А что если изгнание петхаинцев только называется изгнанием? Где граница между изгнанием и исходом? Изгоняемый и исходящий — не оба ли исполняют чужую волю? Действительно ли изгнание есть беда, а исход — праздник? Не все ли люди — рабы, и если якобы только играющийся раб преодолевает своё рабство и обретает свободу, то не есть ли исход лишь игра в освобождение, а изгнание, стало быть, — освобождение от игры и обмана?

Но не только петхаинцы теснили мне душу. Все эти годы после чеченского налёта я собирал списки еврейских поселений по всей разрешённой мне земле. От Польши до Китая. Сотни вымерших и вымирающих общин, о которых я добывал информацию из рассказов, книг, газет и архивов.
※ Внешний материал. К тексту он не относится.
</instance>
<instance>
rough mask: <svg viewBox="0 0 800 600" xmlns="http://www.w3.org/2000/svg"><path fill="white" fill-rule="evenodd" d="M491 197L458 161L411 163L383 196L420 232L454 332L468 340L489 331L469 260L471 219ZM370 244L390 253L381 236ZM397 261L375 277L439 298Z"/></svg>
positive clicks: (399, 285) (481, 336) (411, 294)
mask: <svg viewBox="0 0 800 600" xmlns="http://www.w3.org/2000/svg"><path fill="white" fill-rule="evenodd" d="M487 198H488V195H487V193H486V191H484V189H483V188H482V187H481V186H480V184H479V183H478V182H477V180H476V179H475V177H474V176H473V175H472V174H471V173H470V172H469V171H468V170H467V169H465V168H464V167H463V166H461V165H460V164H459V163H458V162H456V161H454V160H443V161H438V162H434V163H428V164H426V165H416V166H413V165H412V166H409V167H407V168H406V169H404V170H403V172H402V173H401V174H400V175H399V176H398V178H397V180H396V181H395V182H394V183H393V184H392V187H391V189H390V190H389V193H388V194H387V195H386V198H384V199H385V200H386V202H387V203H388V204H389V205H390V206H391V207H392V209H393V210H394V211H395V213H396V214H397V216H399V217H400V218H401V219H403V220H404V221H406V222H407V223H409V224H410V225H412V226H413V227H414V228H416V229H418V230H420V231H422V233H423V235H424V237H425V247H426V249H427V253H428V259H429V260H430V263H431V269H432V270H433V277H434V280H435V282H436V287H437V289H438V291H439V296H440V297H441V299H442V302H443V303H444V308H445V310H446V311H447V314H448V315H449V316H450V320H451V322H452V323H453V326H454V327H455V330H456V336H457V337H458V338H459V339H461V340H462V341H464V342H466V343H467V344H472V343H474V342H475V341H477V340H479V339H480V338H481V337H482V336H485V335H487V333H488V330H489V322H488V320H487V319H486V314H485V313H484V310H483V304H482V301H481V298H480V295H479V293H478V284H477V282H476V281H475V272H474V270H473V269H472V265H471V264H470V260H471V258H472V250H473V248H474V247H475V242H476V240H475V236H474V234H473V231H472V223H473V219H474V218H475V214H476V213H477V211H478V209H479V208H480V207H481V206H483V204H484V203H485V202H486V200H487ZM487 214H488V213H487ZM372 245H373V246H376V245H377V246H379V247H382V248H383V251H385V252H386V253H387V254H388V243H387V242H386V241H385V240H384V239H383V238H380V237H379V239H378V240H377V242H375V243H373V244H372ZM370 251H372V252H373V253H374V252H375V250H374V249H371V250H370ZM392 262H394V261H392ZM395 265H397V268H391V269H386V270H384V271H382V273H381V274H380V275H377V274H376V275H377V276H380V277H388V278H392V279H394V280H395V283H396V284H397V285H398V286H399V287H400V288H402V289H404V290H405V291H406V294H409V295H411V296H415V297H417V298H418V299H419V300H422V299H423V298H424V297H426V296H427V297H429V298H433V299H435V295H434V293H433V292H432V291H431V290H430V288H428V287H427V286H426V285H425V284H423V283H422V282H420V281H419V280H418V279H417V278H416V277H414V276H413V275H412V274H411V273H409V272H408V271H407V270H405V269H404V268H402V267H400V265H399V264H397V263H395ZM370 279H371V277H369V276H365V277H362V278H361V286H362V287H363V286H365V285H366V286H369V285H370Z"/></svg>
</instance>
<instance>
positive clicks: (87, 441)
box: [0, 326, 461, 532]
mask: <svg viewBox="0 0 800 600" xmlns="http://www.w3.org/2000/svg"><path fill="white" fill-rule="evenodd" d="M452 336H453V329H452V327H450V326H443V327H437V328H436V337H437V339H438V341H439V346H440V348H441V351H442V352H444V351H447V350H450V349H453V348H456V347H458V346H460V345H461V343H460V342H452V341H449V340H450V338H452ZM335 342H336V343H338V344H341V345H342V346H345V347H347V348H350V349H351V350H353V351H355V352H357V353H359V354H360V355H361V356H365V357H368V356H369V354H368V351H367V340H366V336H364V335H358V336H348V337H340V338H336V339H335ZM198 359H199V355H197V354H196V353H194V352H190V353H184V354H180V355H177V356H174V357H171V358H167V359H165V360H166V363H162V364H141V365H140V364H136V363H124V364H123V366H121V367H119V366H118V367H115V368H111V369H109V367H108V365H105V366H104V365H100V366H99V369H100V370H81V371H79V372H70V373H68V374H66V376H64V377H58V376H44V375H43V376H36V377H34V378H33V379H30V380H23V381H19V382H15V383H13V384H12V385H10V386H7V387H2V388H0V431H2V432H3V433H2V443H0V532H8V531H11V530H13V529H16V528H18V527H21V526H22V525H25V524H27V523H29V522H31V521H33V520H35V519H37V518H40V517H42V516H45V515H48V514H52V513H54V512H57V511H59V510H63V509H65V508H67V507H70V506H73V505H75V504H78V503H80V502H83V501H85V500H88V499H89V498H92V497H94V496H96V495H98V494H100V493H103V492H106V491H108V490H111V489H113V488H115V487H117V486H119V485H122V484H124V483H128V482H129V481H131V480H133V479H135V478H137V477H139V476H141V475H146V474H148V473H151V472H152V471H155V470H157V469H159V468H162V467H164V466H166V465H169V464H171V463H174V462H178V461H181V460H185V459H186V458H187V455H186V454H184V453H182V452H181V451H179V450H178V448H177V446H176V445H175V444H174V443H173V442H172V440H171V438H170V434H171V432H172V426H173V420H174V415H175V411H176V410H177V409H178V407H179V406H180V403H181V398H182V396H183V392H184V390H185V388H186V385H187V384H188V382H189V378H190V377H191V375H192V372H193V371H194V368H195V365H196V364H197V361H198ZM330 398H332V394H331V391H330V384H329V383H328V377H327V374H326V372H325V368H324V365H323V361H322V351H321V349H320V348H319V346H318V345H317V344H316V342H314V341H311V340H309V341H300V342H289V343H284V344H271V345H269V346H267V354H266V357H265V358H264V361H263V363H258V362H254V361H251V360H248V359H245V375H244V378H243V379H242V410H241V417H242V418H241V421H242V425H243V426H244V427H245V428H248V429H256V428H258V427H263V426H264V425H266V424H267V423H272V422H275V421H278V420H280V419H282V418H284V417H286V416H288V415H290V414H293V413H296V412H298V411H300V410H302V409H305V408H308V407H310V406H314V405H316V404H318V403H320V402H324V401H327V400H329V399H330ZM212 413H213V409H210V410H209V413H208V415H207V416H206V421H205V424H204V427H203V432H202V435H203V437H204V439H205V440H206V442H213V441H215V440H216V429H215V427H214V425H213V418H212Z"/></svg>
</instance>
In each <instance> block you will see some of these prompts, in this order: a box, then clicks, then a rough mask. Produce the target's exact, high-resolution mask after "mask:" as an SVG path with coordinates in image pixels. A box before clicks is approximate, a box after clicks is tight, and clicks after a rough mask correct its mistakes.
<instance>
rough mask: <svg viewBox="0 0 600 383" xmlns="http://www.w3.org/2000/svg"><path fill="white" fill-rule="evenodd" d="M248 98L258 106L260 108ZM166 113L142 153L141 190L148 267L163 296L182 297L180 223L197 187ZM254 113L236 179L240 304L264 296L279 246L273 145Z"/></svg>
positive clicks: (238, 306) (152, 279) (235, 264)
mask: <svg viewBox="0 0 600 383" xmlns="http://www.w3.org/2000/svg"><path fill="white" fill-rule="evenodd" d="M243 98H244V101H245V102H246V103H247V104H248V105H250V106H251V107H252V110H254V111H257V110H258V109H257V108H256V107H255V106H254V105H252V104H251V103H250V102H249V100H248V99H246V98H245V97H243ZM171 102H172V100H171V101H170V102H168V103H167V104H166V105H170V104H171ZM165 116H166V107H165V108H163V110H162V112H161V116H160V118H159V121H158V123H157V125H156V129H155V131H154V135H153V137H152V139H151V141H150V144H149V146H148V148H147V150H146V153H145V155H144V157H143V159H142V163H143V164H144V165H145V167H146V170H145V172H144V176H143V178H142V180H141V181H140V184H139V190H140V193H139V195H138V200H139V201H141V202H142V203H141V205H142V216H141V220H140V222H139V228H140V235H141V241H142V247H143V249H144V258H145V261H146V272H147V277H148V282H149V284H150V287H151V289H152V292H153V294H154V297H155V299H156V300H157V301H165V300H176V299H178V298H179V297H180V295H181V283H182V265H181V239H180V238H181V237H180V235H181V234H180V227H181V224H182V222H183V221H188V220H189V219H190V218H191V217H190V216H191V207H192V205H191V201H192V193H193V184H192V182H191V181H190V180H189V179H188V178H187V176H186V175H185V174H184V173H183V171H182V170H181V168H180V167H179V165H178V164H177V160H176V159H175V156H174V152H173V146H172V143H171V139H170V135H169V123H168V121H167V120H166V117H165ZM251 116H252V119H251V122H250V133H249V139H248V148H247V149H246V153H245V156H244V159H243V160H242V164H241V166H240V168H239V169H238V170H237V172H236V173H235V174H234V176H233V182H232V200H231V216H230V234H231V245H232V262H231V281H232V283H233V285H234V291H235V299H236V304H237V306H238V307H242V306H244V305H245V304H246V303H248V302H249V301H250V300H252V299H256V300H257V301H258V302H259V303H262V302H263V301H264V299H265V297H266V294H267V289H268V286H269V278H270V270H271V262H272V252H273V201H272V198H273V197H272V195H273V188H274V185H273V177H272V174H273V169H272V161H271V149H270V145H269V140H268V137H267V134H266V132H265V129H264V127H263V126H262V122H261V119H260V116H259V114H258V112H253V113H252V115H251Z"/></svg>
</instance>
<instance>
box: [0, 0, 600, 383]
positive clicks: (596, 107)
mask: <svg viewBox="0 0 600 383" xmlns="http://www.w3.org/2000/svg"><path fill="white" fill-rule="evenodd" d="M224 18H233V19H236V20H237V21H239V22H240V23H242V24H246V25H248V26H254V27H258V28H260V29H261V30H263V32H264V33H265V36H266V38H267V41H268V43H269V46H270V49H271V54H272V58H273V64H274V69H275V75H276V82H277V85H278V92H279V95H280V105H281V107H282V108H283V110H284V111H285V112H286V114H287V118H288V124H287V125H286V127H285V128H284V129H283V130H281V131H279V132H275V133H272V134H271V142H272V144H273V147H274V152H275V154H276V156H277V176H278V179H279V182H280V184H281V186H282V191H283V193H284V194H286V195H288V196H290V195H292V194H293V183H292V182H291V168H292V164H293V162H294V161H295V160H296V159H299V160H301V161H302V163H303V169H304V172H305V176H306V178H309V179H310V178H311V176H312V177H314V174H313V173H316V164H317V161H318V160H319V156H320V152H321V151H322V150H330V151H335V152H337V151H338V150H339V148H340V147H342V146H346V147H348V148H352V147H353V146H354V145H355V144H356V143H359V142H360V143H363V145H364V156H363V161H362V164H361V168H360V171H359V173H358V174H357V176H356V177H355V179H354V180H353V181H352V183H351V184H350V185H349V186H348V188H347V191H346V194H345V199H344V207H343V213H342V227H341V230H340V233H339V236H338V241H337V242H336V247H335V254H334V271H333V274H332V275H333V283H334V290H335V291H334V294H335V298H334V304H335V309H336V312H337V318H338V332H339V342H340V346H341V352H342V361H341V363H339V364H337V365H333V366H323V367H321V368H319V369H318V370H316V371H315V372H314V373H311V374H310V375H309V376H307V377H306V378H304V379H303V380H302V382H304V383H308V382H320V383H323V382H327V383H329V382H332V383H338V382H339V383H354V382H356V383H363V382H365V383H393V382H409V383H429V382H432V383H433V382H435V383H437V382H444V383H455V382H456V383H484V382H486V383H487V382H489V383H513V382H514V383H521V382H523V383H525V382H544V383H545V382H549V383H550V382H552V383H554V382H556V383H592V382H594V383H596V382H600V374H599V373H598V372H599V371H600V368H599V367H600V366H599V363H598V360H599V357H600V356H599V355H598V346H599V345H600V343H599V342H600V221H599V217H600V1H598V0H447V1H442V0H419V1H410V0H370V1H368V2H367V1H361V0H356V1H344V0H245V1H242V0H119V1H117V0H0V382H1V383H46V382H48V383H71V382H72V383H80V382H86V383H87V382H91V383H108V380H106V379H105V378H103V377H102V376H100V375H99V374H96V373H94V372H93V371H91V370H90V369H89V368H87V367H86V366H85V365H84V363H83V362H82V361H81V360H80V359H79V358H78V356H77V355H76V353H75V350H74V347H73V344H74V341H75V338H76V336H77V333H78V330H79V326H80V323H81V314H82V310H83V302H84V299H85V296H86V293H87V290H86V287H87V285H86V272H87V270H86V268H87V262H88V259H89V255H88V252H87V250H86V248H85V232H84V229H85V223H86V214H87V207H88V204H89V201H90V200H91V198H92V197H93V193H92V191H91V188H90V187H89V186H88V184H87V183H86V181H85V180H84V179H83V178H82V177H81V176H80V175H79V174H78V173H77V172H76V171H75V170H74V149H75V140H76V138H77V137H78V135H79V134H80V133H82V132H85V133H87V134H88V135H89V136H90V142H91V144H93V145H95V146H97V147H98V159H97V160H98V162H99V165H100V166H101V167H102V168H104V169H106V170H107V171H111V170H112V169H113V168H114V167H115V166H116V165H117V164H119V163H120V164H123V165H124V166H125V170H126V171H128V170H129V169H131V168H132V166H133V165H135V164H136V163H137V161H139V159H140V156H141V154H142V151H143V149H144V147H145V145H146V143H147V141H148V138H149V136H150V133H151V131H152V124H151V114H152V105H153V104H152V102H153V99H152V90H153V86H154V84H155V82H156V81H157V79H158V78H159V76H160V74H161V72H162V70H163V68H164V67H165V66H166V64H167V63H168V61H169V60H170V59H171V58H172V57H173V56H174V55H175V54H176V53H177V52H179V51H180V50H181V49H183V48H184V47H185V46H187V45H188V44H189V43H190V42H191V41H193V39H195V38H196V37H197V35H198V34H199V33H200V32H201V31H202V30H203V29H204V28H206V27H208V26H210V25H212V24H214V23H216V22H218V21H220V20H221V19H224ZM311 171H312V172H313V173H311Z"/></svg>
В изголовье моей кровати, рядом с карманными часами деда на цепочке из скрепок, висела выцветшая от времени карта Советской страны, исколотая кнопками, под которыми значились города и посёлки, где некогда встарь — по своей ли воле или нет — оказались люди из моего племени вечных скитальцев.

Кто они? Такие же ли, как я и другие петхаинцы? И что помнят, что знают?

Каждый год в праздник Исхода я бубнил придуманную мной молитву, заклинавшую судьбу погнать меня странником по всем местам, в которых осели потомки людей, познавших как исход, так и изгнание. В тот же день, когда я обратился к властям за разрешением на свой собственный исход, я ушёл из дома с сумкой за плечами, в которой помимо водки и фотокамеры лежали часы деда, карта со стены над кроватью и синяя тетрадь для путевых записей.

Перед выходом на порог я записал в эту тетрадь своё первое ощущение. Испытанное другим человеком много столетий назад: «Если не я, то кто? И если не сейчас, — когда же?» Так началось моё двухлетнее хождение по той стране, обещавшее неизведанные страхи, открывающие ещё одну истину, что быть живым — это роскошь, ибо живём мы меньше, чем не живём.